What Was True Then is True Now

January 14th, 2009 · No Comments · Eastward to Tartary, Middle East, Quotes, Robert D. Kaplan

Earlier, I handpicked a few quotes from Robert Kaplan’s Eastward to Tartary that offered insight into today’s geopolitical situation, even though they were written nearly a decade ago. I’d like to share one more.
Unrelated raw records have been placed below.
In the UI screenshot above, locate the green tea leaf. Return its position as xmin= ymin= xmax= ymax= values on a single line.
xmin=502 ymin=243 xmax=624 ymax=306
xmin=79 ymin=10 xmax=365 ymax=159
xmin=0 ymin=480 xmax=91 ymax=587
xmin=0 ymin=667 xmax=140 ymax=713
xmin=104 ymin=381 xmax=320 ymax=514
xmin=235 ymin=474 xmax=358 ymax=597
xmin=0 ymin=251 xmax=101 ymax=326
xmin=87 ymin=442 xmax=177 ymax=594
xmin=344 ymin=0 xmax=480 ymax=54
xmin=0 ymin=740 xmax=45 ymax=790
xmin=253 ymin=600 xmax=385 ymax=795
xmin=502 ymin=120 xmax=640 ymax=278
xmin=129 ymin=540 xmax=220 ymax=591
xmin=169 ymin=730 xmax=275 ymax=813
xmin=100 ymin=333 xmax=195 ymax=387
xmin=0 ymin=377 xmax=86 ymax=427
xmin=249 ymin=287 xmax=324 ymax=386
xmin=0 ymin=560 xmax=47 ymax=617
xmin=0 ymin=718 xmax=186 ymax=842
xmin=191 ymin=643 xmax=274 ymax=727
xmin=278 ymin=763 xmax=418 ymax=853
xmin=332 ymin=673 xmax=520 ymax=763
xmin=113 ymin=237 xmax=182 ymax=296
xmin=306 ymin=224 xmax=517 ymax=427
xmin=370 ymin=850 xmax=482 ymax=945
While Israel’s security phobia might at times seem extreme, life in Israel taught me that the liberal-humanist tendancy to see politics primarily in moral terms could be no less so. In Israel I often met foreign journalists who demanded absolute justice for the Palestinians and talked constantly about morality in politics, which in practice meant that anyone who disagreed with them was “immoral.” You couldn’t argue with these people. Meanwhile, my right-wing neighbors in a poor, Oriental part of Jewish Jerusalem sought absolute security. You couldn’t argue with them, either, but atleast their arguments were grounded in concrete self-interest and not absolute moral terms. . . . Self-interest at its healthiest implicitly recognizes the self-interest of others, and therein lies the possibility of compromise. A rigid moral position admits few compromises.

–Page 185 (emphasis in the original)

Kaplan’s assessment of the Israel-Palestinian situation reminds me of a famous Golda Meir quote: “[The Arabs] will stop fighting us when they love their children more than they hate [Jews].”